LG to further diversify TV Production for a more efficient, Global Foot print

LG to further diversify TV Production for a more efficient, Global Foot print

At a time when many other manufacturers are cutting back, LG Electronics (LG) is expanding its TV business with an eye on further diversifying its production footprint and stepping up capacity. The key component of this strategy will be LG’s Cibitung facility in Indonesia which will become the company’s new regional hub, taking over two of the six production lines currently running at in Gumi, South Korea. The move is expected to boost the efficiency of LG’s TV manufacturing across the globe, with Gumi maintaining its status as the control tower and taking on more work for LG’s other growing businesses.

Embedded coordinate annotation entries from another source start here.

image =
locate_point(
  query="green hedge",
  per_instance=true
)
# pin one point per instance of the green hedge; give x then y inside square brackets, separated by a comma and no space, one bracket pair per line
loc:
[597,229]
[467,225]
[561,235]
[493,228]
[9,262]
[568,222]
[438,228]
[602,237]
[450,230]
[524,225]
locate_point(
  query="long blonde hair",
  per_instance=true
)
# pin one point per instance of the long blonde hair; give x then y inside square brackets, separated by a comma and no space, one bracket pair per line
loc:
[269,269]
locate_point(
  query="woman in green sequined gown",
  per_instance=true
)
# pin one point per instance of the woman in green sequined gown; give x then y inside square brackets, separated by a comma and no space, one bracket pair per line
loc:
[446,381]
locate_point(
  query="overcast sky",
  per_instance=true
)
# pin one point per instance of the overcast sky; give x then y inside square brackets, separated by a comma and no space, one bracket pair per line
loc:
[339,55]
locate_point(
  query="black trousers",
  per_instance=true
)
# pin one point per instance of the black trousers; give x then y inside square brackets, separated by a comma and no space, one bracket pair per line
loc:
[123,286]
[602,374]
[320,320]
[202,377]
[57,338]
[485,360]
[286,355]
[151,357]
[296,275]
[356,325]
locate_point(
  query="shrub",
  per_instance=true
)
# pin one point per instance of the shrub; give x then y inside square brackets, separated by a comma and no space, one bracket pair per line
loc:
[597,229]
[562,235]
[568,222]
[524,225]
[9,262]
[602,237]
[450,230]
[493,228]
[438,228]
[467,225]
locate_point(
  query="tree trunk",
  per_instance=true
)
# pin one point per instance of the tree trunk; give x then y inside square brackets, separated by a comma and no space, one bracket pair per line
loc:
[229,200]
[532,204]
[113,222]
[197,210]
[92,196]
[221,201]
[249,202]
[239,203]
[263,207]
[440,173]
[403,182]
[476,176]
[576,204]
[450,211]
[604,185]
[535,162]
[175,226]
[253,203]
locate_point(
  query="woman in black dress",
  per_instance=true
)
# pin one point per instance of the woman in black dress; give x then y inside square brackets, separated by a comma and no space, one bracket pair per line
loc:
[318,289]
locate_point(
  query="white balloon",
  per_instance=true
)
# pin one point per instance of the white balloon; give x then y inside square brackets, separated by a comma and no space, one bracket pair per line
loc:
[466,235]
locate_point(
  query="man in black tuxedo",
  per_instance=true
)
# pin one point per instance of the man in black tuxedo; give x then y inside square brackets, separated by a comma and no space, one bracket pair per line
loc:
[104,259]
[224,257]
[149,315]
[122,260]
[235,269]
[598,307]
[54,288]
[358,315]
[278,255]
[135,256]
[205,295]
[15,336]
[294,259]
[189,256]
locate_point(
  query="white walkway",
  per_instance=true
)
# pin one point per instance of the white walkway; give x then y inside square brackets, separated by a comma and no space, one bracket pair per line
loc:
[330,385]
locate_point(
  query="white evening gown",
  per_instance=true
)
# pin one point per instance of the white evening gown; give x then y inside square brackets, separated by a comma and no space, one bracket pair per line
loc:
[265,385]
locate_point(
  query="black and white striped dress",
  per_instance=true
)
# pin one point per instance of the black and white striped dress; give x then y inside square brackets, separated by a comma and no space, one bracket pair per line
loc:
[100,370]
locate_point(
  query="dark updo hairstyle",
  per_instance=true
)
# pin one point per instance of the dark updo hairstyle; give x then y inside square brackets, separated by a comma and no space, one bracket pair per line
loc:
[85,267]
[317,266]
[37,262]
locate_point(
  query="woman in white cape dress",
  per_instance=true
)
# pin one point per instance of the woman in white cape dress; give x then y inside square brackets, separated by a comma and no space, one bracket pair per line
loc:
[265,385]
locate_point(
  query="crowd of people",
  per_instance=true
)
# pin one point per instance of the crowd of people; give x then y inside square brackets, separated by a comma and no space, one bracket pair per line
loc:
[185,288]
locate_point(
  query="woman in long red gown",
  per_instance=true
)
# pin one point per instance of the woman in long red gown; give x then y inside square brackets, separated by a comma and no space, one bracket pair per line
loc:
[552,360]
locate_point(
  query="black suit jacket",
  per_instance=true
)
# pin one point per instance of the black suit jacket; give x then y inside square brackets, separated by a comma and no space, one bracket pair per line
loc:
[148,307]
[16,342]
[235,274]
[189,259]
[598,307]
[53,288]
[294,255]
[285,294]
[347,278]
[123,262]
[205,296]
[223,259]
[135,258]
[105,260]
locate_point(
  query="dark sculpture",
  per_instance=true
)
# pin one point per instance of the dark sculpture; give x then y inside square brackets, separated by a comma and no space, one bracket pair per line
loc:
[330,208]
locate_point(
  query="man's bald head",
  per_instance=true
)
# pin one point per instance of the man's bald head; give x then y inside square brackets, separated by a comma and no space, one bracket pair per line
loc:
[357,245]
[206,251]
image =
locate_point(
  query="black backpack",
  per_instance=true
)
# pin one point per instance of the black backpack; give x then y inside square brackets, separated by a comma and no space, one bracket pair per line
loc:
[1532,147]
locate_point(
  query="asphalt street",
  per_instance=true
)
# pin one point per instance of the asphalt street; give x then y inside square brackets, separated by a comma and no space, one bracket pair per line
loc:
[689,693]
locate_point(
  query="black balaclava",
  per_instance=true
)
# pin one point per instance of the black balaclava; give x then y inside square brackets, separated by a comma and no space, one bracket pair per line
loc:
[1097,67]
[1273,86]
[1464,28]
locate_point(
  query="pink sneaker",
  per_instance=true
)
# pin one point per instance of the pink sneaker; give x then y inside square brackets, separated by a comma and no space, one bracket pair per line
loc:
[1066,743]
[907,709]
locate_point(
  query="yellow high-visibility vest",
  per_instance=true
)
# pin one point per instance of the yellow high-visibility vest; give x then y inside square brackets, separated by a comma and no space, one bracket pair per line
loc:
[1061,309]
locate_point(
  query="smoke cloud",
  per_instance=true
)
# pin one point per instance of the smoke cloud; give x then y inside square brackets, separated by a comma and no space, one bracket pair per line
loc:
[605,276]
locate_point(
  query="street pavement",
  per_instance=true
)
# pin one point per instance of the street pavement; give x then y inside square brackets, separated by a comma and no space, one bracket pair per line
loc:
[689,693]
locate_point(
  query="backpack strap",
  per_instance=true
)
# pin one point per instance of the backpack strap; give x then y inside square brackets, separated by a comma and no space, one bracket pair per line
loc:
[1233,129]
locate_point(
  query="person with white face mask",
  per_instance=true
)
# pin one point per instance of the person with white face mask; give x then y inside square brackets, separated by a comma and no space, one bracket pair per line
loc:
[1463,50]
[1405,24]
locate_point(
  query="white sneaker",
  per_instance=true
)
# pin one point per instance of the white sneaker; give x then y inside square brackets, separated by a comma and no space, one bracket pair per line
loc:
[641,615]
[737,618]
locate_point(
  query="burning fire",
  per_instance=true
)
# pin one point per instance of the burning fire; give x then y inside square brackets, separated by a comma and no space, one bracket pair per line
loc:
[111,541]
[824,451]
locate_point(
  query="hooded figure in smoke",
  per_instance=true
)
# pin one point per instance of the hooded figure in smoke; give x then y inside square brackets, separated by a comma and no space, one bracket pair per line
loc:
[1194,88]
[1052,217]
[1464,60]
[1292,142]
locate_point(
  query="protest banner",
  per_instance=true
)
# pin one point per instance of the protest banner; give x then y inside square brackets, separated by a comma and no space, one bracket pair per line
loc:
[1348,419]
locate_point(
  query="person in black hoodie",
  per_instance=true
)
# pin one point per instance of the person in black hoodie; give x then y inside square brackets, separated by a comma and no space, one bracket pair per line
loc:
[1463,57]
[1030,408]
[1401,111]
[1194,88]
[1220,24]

The move is part of a larger picture to realign LG’s production strategy to be more closely aligned with shifting demand. Increasing capacity at the Indonesian site will allow LG to better supply consumers in Asia and Australia. The greater European market will continue to be supplied by the Mlawa plant in Poland while Reynosa and Mexicali in Mexico will be the primary source of TVs for LG in North America.

Established in 1995, the Cibitung facility will be upgraded with advanced automation across all production processes including assembly, quality inspection and product packaging to produce TVs, monitors and digital signage products. With the expansion and upgrade, LG Cibitung will will increase its annual capacity by up to 50 percent.

LG Gumi’s role as the control center for LG’s TV and related display businesses worldwide will become even more important as it focuses on the manufacture of high-tech displays such as LG’s ultra-premium TVs and medical monitors. Gumi will be the center of research and the testing ground for more efficient manufacturing processes.